Global Studies and the Humanities

The Challenge of Global Art History

— Pepe Karmel

As an art historian and sometime curator, my version of this question is to ask: how should we teach and exhibit “global” art?

For art prior to around 1870, the answer is relatively unproblematic.  Encyclopedic museums in the West have long had departments of East Asian art, South Asian art, etc., devoted to the study of historic art from different regions. And, within the limits of available instructors, art history departments regularly offer courses on these diverse  traditions.

The teaching and presentation of global art only become problematic with the emergence of modernism, which—like the philosophy of the Enlightenment—lays claim to universal validity despite its specifically Western origins.  After roughly 1870, art made within regional traditions, like Salon painting within the Western tradition, is not considered worthy of study or display.
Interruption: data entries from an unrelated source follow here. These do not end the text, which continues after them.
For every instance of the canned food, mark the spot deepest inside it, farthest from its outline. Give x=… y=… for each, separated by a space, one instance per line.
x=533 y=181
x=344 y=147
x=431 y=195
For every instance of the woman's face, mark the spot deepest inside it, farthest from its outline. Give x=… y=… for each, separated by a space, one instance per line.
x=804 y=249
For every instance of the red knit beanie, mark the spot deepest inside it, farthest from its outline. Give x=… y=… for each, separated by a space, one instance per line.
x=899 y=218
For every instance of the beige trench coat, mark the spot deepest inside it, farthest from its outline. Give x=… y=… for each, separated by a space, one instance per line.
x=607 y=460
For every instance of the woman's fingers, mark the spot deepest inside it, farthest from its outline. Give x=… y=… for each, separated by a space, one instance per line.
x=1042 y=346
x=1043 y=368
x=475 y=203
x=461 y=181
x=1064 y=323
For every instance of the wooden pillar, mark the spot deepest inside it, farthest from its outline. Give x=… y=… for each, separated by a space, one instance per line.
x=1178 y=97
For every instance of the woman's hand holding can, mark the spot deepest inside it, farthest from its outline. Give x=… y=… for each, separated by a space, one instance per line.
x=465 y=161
Historically, the rise of modernism, with abstract painting as its paradigm, presented a conundrum for non-Western artists: either they continued to work in their own traditions, in which case they were ignored as not modern, or they learned to paint abstractly, in which case they were condemned as derivative.

The montage esthetic of postmodernism, with installation as its paradigm, seems to solve this problem, by allowing global artists to incorporate local themes and images into their work.  However, it still shunts aside contemporary art made within more traditional formats.  The Metropolitan’s 2013 exhibition Ink Art included mostly artists working in postmodern formats, and was very popular; in contrast, the BMFA’s 2010 exhibition Fresh Ink: Ten Takes on Chinese Tradition concentrated on traditional media but attracted little attention.

The tension between these approaches is not limited to the West.  Okwui Enwezor’s 1997 Johannesburg Biennale, Trade Routes, was widely admired in the West, but was criticized by South African critics as insufficiently inclusive of work reflecting local traditions. (Sabine Marschall, “The Impact of the Two Johannesburg Biennials,” in The Biennial Reader, 2010, p. 459).

This presents us with a question that is both practical and philosophical: when we study or exhibit “global” art, should the emphasis be on global postmodernism or other forms of global art?

We also need to ask what counts as the relevant context for the study of art from “non-Western” regions.  It obviously needs to be understood within the particular contexts of local histories and cultures.  But do we also need to place it within the contexts of global history and the global economy?

It seems striking that the epoch of modernist art, 1870-1970, coincides with the period of classical imperialism as defined by Hobson (1903) and Lenin (1917), during which the industrialized nations of the West dominated other regions, limiting them to the roles of exporters of raw materials and consumers of imported manufactured goods.  This economic polarization between “advanced” and “backward” nations supported the belief that Western modernism was the sole form of “advanced” art.

Since 1970, much manufacturing has moved to the former Third World, with important effects on both West and non-West.  In the West, as Fredric Jameson has argued, the evolution of a postindustrial economy has fostered the emergence of a new postmodernist esthetic.  Elsewhere, the regions experiencing industrialization have also seen the emergence of new art movements and new art markets.   Meanwhile, there has emerged a tradition of “biennials of resistance” (eg. Havana 1993) opposed to the “hegemony” of modernism on the grounds that it is an expression of “neo-liberal” capitalism.

It seems likely, then that we also need to interpret the “global” art of the modern and postmodern eras as a series of responses to the structures and tensions of the global economy.